« Le Rayon extraordinaire », la belle exposition de Flavien Théry et Fred Murie

"Le Rayon extraordinaire", la belle exposition de Flavien Théry et Fred Murie
“Le rayon extraordinaire” ©Flavien Théry et Fred Murie

Jusqu’au 19 juillet, l’Espace Multimédia Gantner accueille onze créations hybrides du duo français, toutes animées par l’envie de comprendre la polarisation de la lumière. Un phénomène imperceptible à l’œil humain.

« On s’est aperçu que nos pratiques pouvaient être complémentaires et nous amener à développer des projets qu’on n’aurait pas menés individuellement », explique Flavien Théry à propos de sa collaboration avec Fred Murie. Si le premier, diplômé des Arts Décoratifs de Strasbourg, s’intéresse à l’art optique et la matière, le second, issu d’une formation scientifique, s’est tourné vers la peinture, puis les expérimentations numériques. Ensemble, ils forment l’entité Spéculaire, à travers laquelle ils développent des projets nourris de leurs univers respectifs.

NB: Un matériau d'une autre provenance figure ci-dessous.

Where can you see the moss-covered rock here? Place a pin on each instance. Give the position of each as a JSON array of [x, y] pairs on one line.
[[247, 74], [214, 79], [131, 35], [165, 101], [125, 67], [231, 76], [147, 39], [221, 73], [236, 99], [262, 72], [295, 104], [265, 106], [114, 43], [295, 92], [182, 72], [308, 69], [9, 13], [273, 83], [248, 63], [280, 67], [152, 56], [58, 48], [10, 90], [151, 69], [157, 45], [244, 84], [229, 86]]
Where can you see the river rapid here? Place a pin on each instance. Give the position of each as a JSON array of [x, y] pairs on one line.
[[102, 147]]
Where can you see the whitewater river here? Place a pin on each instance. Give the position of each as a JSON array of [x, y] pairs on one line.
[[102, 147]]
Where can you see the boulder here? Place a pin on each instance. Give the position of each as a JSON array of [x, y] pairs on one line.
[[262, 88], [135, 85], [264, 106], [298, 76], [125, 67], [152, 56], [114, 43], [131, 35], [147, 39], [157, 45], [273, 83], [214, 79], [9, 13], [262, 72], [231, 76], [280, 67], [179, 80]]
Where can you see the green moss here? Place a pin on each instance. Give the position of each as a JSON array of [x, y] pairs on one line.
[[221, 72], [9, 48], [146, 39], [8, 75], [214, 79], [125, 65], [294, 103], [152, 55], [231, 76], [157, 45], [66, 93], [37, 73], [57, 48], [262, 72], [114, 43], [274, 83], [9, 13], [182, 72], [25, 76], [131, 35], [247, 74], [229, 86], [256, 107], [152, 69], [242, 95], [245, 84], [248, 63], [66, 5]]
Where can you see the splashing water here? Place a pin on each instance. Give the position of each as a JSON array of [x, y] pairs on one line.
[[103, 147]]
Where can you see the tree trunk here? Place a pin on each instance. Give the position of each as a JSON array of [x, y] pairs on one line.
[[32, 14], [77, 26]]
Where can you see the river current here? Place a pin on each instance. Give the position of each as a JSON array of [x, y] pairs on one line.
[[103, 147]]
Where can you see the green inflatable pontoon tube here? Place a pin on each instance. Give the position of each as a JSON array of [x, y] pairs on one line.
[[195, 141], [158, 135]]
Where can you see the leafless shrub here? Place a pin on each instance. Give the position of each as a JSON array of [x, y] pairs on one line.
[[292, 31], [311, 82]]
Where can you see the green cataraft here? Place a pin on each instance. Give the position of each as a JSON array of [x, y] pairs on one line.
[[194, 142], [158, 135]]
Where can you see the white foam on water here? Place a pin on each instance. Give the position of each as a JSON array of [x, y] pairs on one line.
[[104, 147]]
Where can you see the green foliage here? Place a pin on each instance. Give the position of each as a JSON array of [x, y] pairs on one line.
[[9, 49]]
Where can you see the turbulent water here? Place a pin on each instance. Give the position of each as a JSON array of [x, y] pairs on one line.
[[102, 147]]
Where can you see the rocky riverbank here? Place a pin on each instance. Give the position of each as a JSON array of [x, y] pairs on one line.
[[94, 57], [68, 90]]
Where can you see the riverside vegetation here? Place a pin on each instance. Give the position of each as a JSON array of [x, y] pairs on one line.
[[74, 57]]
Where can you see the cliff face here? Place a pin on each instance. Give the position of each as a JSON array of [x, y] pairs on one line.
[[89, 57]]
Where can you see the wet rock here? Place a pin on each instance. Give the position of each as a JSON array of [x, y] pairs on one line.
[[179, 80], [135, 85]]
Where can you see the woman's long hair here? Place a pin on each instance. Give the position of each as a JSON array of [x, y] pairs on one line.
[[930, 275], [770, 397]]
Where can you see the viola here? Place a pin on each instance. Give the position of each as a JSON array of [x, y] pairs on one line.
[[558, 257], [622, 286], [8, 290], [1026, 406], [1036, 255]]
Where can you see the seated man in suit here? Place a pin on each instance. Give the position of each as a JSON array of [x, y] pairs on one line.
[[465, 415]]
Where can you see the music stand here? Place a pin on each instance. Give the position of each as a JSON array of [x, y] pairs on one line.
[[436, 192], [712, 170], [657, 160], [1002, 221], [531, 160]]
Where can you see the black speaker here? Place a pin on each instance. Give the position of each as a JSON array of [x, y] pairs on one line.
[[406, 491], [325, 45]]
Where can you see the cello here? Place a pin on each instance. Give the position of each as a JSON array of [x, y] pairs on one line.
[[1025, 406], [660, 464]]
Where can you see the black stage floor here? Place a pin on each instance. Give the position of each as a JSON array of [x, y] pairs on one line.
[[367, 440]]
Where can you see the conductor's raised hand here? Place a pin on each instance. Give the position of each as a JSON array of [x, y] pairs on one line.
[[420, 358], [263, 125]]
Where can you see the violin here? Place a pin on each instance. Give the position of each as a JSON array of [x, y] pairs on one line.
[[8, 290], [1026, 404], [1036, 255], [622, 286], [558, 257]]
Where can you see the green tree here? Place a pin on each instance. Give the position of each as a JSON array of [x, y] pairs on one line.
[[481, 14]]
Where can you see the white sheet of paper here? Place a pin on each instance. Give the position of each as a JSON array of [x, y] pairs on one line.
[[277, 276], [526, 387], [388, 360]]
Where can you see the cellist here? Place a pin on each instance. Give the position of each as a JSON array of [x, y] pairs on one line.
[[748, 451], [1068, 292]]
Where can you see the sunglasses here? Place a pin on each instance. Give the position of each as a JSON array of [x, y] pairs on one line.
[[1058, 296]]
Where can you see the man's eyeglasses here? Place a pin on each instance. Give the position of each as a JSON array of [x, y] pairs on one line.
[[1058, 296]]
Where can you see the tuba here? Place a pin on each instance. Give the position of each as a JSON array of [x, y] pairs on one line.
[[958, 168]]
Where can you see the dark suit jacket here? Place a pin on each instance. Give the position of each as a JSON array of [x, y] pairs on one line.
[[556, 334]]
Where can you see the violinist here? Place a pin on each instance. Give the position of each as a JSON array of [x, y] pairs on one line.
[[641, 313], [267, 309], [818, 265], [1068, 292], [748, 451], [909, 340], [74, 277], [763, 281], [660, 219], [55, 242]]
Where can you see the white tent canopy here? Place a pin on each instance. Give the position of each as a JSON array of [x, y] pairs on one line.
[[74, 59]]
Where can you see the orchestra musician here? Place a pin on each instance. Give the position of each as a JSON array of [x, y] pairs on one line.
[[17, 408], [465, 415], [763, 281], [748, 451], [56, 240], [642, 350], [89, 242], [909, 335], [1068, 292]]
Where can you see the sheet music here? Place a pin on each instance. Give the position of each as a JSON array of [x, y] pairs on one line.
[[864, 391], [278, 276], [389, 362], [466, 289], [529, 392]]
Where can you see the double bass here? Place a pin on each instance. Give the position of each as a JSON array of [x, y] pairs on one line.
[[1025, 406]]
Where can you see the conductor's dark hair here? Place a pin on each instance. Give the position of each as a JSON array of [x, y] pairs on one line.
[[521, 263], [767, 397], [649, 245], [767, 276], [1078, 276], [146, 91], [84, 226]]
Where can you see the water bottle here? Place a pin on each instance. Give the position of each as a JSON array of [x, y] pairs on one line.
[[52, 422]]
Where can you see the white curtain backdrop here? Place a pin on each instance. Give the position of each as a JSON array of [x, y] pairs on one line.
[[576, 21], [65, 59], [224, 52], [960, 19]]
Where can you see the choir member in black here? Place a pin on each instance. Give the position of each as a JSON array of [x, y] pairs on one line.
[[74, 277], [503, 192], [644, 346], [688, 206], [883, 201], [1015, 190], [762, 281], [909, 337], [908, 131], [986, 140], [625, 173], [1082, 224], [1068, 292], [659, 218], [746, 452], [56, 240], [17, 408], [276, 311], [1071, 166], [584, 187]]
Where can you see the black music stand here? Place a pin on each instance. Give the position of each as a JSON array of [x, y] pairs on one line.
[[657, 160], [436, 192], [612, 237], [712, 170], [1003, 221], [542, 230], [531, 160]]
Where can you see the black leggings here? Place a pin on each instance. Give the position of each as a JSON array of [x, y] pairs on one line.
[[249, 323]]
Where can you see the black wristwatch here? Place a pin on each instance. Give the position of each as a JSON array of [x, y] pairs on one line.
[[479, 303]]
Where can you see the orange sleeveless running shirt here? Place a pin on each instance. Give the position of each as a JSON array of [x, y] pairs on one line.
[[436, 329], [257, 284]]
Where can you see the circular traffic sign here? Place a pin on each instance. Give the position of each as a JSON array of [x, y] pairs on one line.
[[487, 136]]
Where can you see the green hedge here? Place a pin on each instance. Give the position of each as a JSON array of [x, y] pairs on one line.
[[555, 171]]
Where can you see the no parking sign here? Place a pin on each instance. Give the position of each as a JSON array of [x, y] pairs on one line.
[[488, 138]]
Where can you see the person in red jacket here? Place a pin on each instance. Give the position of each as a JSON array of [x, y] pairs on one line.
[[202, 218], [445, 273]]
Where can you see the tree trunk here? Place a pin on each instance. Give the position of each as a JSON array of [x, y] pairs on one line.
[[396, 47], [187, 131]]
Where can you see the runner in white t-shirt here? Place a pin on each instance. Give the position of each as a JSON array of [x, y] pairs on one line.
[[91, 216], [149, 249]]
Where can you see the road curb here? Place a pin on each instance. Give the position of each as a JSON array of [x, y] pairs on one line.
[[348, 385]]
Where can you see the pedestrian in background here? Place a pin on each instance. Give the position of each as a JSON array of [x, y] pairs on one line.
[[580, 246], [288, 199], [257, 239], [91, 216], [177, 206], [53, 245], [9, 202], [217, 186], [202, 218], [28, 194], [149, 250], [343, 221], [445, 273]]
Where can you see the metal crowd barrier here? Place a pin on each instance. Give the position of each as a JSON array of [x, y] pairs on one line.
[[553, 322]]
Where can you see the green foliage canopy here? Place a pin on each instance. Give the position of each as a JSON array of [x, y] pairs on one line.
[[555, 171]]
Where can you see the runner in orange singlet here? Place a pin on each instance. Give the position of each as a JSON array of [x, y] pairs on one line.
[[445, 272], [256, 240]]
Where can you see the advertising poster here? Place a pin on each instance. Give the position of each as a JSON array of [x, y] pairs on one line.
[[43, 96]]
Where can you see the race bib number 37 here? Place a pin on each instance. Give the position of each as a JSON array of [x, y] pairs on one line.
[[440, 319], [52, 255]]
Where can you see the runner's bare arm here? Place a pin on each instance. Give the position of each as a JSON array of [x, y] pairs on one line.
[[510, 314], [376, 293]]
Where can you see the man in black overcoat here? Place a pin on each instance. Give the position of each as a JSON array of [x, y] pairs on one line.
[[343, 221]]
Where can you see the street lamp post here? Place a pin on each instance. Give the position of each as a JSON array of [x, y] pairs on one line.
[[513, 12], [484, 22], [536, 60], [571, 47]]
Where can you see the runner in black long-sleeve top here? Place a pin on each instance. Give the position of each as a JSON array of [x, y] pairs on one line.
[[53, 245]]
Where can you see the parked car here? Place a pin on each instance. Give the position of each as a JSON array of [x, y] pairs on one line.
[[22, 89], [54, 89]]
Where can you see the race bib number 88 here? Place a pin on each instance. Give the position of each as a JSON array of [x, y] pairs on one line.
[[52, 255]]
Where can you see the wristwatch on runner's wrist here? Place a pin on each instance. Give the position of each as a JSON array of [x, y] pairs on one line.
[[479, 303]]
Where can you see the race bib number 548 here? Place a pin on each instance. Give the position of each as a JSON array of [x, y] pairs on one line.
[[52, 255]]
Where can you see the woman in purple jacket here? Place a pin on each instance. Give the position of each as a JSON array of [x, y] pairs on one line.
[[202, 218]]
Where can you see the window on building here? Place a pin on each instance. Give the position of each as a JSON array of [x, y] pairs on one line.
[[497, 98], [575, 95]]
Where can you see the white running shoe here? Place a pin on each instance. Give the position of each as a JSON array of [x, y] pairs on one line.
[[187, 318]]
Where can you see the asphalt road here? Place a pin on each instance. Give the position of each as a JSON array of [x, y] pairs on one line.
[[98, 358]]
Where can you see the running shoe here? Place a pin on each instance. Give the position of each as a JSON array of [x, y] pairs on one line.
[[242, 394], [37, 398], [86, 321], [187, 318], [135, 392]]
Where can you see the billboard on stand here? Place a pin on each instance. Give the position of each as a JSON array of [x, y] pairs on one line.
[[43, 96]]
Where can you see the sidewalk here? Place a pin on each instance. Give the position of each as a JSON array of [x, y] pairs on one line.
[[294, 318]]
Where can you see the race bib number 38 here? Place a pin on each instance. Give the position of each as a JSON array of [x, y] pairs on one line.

Aujourd’hui, c’est avec Le rayon extraordinaire que le duo prend un tournant. Né lors d’une résidence Art & Science à l’université de Rennes 1, au cours de laquelle le duo a pu entamer un dialogue avec le chercheur Julien Fade, ce travail se déploie sous la forme d’une vingtaine de réalisations explorant le phénomène de polarisation de la lumière, provoqué par le cristal de Calcite séparant la lumière en deux rayons, ordinaire et extraordinaire. Multipliant les techniques et formats, ces productions vont de la sculpture à la vidéo, de la tapisserie numérique à la peinture, accompagnées d’une composition originale du musicien Thomas Poli, incarnée sous la forme d’un disque vinyle d’une durée de 42min. Le public est ainsi plongé dans une immersion sonore qui prolonge l’expérience visuelle et invite le visiteur à ralentir son regard, ressentir l’espace.

Quand la science fait art

Si le vocabulaire et les notions scientifiques mobilisés au sein de l’exposition peuvent en impressionner certains, qu’ils soient rassurés : la complexité du sujet présenté s’éclaircit au fil des œuvres et, progressivement, se dissipe au profit de la contemplation. Il ne s’agit pas toujours de tout comprendre, mais bien d’admirer la beauté des phénomènes physiques se déployant sous nos yeux.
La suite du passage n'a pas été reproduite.